I live in the Seattle area, at the top of a hill, and that means that for most of my rides, I have a climb of a few hundred feet to get back to my house. When I first started riding more seriously, I started looking for the easiest way to get home. As you know, it's not very easy to tell the gradient of a climb when you drive it, so I started asking around on the Microsoft bicycling email list, and got some good tips. This scene is repeated as other people started cycling.

But there was no good list of climbs - both for the people who wanted to find the climbs, and for those who wanted to avoid them. There was a list of a few climbs maintained by Larry Kemp, but it didn't list all the ones I cared about, and with Larry's tragic death in the spring of 2004, there was a void to be filled.

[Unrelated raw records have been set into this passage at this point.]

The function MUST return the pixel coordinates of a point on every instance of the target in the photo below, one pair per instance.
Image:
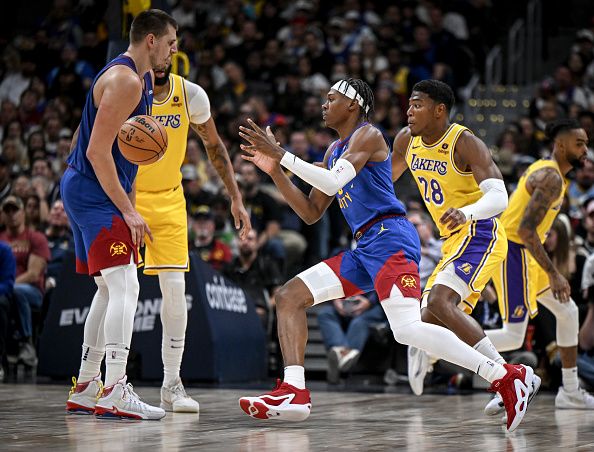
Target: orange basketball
(142, 140)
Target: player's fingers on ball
(246, 137)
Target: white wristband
(493, 201)
(327, 181)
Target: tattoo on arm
(546, 185)
(219, 157)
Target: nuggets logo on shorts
(118, 248)
(518, 312)
(465, 268)
(408, 281)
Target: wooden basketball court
(32, 418)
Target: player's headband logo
(344, 87)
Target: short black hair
(151, 21)
(437, 91)
(366, 93)
(553, 129)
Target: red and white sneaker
(82, 397)
(284, 402)
(514, 389)
(121, 402)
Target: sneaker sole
(184, 409)
(257, 409)
(115, 414)
(75, 408)
(520, 414)
(500, 408)
(416, 383)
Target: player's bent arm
(309, 208)
(488, 177)
(546, 186)
(121, 93)
(218, 155)
(366, 144)
(399, 165)
(132, 194)
(74, 138)
(35, 268)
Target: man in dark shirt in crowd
(203, 241)
(256, 274)
(32, 253)
(60, 241)
(5, 185)
(265, 213)
(7, 276)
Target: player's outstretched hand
(241, 218)
(138, 227)
(261, 160)
(261, 141)
(452, 218)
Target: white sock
(122, 283)
(116, 357)
(570, 380)
(295, 375)
(486, 347)
(90, 363)
(491, 371)
(174, 318)
(172, 349)
(404, 316)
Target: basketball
(142, 140)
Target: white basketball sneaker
(418, 366)
(495, 405)
(82, 397)
(174, 398)
(574, 400)
(121, 402)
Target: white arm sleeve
(493, 201)
(198, 103)
(327, 181)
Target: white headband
(343, 87)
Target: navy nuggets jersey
(78, 158)
(370, 194)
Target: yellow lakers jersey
(174, 115)
(441, 183)
(518, 201)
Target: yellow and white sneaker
(121, 402)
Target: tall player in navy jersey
(358, 173)
(98, 193)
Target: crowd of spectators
(274, 62)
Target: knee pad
(173, 289)
(122, 279)
(515, 332)
(101, 287)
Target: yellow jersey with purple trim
(518, 201)
(441, 183)
(173, 113)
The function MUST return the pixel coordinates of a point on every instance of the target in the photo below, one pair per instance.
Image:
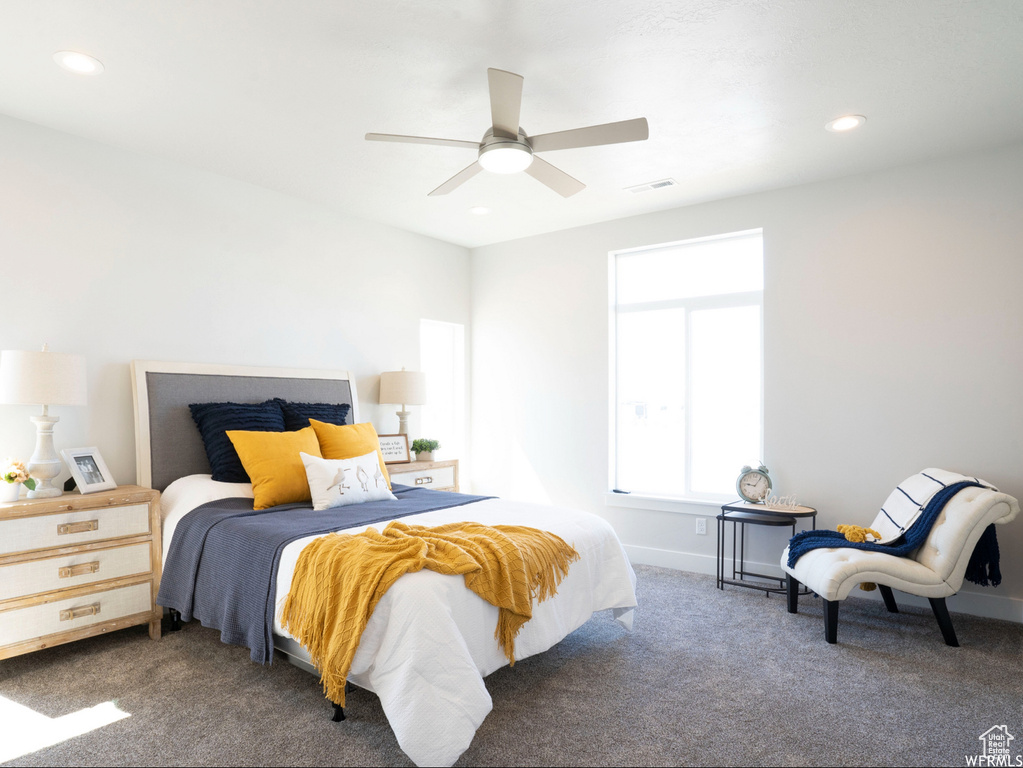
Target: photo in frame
(88, 469)
(394, 448)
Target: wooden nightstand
(75, 566)
(441, 476)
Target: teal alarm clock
(754, 485)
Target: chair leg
(831, 621)
(792, 592)
(944, 621)
(886, 593)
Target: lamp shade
(42, 378)
(403, 388)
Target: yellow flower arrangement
(17, 472)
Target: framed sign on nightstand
(394, 448)
(88, 469)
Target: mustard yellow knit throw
(340, 579)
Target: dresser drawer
(36, 577)
(75, 613)
(69, 529)
(441, 477)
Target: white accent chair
(934, 571)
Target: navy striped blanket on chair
(905, 521)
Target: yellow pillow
(348, 441)
(273, 463)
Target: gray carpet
(707, 678)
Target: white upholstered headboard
(168, 445)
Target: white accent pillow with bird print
(343, 482)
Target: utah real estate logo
(996, 750)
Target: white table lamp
(42, 378)
(405, 388)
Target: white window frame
(722, 301)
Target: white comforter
(431, 641)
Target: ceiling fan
(506, 148)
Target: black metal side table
(741, 514)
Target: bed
(431, 641)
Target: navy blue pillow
(297, 415)
(214, 419)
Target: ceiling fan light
(505, 159)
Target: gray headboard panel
(168, 443)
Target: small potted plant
(424, 449)
(14, 476)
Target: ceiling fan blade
(457, 180)
(505, 101)
(609, 133)
(421, 140)
(558, 180)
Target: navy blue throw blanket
(222, 563)
(983, 567)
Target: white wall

I'd been toying with measure gradients for a while. There are small level vials that you can get that mount on your bike, GPS-based bicycle computers, barometric bicycle computers, and topographical programs. I even wrote a C# program that worked with my GPS hooked to my laptop, so I could drive around and measure hills. I ended up buying Topo USA from Delorme.

Then everything simmered on the back burner until Google Maps showed up, and that led to this site.

It's gone through a couple of revisions since then; a Silverlight version that never got out of beta, and the new fancy version.

Adding Climbs

To get started:

  1. Goto to the login page, and create a login
  2. Send me an email asking for access to create climbs. If you want to enter them for a new region, tell me what the region is.

This will let you add climbs. The routes are drawn on the map the same way you'd draw any other route using Google Maps.

Data Sources and Quality

The elevation data that drives the site comes from the USGS. The system takes the route that is drawn on the map, figures out the low and high points, and then uses those points to determine the elevation gain, length, and to draw the graph.

The USGS data is pretty good over the distance of a climb, so if it says that a climb has 245 feet of elevation gain, that's probably pretty close to the real value. Due to the noise in the data, however, it's not very good to figure out the gradient along the way, so the graphs may not reflect reality.

The maximum gradient is created by taking the elevation data, lightly massaging it, and then looking for the steepest part. It tends to overestimate gradient when there is wierdness in the elevation data - which is often - and it tends to underestimate it a bit when the climbs are steep. So, don't take it too seriously, and please don't tell me that the site says a climb is 13% but you saw 15% on your computer.

The drawn path is lightly massaged, but is in general a bit better than the maximum gradient. There are some climbs out there that still have old data on them, so if you find one where the data looks weird, let me know, and I'll fix it. Or, I'll tell you how.